In fact, the 500 watt mark which is used as the offical recommend minimum by ATI could operate a system using two Radeon 4870s in Crossfire under full load. That, of course, would be cutting it a bit close for comfort, and you may run into problems if you happen to also be using a power-hungry CPU like a Phenom 9950. But the fact that it is possible to run so much hardware with what is popularly considered a meager power supply illustrates how large the gap has become between what is perceived as necessary and what is actually necessary.

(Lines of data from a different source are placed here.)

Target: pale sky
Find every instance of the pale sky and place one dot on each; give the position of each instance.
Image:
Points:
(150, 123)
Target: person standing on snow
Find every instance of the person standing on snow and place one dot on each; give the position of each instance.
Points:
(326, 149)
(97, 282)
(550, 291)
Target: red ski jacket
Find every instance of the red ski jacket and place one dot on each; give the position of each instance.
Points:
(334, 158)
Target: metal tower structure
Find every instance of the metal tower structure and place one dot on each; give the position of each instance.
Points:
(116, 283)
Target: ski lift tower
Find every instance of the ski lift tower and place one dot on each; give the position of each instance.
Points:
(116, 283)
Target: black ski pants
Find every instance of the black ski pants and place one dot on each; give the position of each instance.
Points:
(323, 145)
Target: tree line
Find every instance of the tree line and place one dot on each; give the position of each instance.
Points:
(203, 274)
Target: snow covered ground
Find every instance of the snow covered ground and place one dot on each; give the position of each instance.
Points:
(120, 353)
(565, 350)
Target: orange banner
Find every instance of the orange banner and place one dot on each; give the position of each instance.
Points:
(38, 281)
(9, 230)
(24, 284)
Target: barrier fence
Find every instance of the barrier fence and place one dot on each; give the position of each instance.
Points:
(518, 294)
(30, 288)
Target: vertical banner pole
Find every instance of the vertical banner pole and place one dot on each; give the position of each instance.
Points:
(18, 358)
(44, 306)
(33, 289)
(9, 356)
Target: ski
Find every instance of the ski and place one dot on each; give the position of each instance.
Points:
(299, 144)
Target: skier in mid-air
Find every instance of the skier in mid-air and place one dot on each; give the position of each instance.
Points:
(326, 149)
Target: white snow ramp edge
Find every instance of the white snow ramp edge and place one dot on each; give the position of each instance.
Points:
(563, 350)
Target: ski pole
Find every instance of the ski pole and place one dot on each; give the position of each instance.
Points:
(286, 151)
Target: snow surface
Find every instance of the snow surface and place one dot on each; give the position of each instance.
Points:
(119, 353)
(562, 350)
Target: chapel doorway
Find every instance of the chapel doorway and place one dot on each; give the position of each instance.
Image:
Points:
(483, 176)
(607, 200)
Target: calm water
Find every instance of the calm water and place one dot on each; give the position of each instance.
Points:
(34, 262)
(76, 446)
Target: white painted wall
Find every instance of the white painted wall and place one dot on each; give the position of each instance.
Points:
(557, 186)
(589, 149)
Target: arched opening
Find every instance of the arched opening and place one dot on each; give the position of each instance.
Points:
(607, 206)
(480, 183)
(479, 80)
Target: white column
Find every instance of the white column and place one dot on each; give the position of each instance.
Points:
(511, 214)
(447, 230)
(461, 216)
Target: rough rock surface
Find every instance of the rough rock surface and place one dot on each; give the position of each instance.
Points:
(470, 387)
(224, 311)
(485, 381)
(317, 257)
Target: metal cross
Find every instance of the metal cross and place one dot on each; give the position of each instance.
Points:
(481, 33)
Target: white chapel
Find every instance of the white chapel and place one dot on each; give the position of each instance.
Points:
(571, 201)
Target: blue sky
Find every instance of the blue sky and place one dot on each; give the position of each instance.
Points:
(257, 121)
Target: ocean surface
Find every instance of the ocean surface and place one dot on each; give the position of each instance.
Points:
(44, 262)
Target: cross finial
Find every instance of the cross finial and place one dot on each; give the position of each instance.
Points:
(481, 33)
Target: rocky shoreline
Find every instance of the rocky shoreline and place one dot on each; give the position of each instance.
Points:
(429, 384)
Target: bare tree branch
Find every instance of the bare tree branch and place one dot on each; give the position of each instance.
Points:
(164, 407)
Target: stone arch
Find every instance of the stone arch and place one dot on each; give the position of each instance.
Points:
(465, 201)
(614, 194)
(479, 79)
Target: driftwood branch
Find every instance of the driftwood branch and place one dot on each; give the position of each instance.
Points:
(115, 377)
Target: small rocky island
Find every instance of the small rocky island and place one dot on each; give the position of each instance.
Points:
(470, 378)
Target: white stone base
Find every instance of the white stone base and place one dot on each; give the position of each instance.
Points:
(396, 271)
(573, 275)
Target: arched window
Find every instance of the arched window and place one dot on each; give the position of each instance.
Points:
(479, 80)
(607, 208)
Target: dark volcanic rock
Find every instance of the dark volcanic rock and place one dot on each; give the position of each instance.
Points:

The Method Behind the Madness
Now, before you buy a 500 watt power supply on the cheap to power your Crossfire X Quad-Core rig, it is important to consider exactly why ATI has decided to mandate 500 watts as the minimum for operating a card that actually uses only a fraction of that power. ATI’s high minimum recommendation is fueled by a power supply industry that is widely inaccurate in its standards. Hop onto any hardware retailer’s website, and you’ll find many cheap power supplies. Consider, for example, this Sunbeam power supply which is rated for 500 watts and sells for under fifteen dollars. Some reviewers of the power supply claim that it smells faintly of burnt wires, and it is anyone’s guess if the unit can actually put out that a full 500 watts.
And that is a problem, because cheaply made power supplies that can’t put out as much power as they claim will, at best, shut down when pushed beyond their limit. At worst, they explode. While a few explosions were enough to force Sony into recalling over 10 million laptop batteries, they seem to be considered par for the course in the power-supply market, and this means ATI can’t be sure that two power supplies with the same advertised maximum output will actually be able to put out the same amount of power, or even the amount that is claimed. And while experienced users will know better than to pair an incredible video card with a fifteen dollar power supply, newer, less experienced users may not. OEM’s like Dell exacerbate the problem by using the cheapest possible power equipment, allowing them to load the system with more marketing friendly parts, like modern CPUs, while supplying very little information about the PSU, sometimes not even the wattage. ATI would rather not have to deal with claims that their video cards are causing computers to explode.
What You Should Buy
If you’re not running a video card at all, then buy a low-end Seasonic power supply and call it a day. For the vast majority of systems, a 300 watt power supply like this Seasonic is actually overkill. Plus, Seasonic’s power supplies are backed by three-year warranties, and even their less powerful ones can be had with efficiency ratings of 80%.
Should you want to use a high-end video card, then Corsair’s 450 watt power supply is an excellent choice. And if you’re really outrageous, you could spring for Corsair’s 650 watt model. It may not impress nerdly friends as much as a 1000 watt behemoth with five colors of LED lights and a fan that could cool a warehouse, but it will run virtually any combination of hardware.
Whatever you do, be sure that the power supply you buy is from a quality brand. Corsair, Seasonic, Antec, Zalman, Silverstone, and PC Power and Cooling are some of the better power supply brands. They are more expensive than products from no-name brands, but they are backed with excellent warranties and won’t fry your computer if you put them under more load than they can handle, which is often half of what they say can they handle.